Spain to reopen 'world's most dangerous walk'
Alex Dunham · 2 Sep 2014, 13:30
Published: 02 Sep 2014 13:30 GMT+02:00
El Caminito del Rey, or the King’s Pathway is a well-known trail through the gorge of the Guadalhorce River near the Malaga town of El Chorro — fairly easy if you're fit and healthy, but next to impossible if you have any kind of fear of heights.
"You're wearing a harness and a helmet but you still have to walk along a narrow concrete path ridden with holes," The Local Spain editor George Mills explains.
"In some sections, the path is missing and you have to climb or scramble over rocks even though there’s a massive drop right next to you.
"It’s not that actually difficult: the path is more a mental challenge than a physical one."

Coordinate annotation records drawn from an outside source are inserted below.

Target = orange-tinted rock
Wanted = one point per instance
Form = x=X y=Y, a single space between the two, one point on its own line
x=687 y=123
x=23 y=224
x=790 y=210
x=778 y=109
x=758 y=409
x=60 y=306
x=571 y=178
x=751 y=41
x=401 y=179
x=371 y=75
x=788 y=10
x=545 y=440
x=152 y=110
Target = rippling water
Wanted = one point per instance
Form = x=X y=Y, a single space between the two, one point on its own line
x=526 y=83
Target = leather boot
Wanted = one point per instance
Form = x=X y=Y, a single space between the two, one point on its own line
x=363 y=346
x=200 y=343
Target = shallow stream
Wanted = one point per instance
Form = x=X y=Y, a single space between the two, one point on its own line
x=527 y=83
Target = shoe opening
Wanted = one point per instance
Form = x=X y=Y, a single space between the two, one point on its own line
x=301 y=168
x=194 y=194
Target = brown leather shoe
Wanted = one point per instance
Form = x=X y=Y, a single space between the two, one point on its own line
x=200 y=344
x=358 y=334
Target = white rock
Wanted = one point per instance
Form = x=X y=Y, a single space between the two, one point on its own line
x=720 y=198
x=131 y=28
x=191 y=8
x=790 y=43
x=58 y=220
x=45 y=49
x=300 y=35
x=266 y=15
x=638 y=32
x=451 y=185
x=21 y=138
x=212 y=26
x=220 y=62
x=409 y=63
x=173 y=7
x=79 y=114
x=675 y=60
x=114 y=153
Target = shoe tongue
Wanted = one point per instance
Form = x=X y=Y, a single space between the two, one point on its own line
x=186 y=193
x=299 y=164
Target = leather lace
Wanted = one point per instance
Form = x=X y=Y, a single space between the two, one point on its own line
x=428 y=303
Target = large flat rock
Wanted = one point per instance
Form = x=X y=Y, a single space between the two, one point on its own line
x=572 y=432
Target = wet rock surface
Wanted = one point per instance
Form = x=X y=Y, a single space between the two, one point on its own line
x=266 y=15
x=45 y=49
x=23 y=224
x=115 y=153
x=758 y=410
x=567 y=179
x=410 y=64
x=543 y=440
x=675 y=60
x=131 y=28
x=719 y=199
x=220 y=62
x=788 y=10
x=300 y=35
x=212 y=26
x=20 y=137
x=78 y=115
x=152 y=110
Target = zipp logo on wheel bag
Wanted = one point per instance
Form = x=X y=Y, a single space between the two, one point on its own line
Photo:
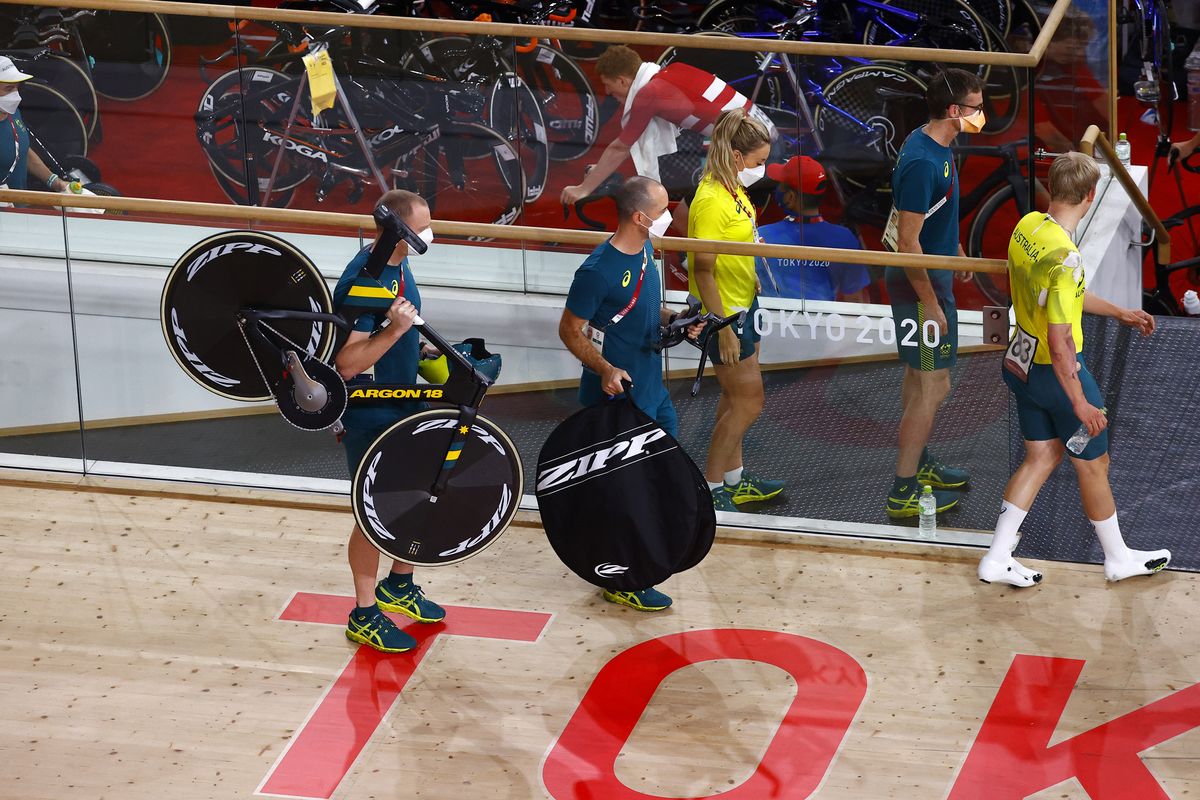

Although walking the path is illegal, Mills is one of thousands of locals and foreigners who have dodged lurking police officers to complete the cliff-hanging feat.
After five deaths in the gorge in 1999 and 2000, the Andalusian government announced fines of up €6,000 ($7,800) for trespassers.
As recently as two weeks ago, guests at one local hotel were being guided down the trail, the establishment's owner told The Local.
But she said they were no longer offering the service as local police were now keeping a very close watch on the site. Recently several guests were even escorted back to the hotel by police after attempting to undertake the walk, the hotel owner said.
Now Malaga authorities have announced a safer, refurbished pathway will open to all in January 2015, with the hope that Spain’s newly proclaimed King Felipe VI will be able to attend the inauguration.
Thanks to a budget of €2.2 million, a 4-kilometre (2.5 mile) segment – including the notoriously hairy cliff-side section of the walkway through the so-called Desfiladero de los Gaitanes – is being done up with 500 tonnes of new metal parts replacing those that have fallen down the ravine or rusted away.
Some 70 percent of the restoration work has already been completed, The President of Malaga Province's Elías Bendodo told local daily Diario Sur recently.
Despite the hands-on support the project is receiving from mountaineers and climbers, some conservationists fear the improvements will result in excessive tourist numbers and lead to a negative impact on the area surrounding El Chorro Gorge.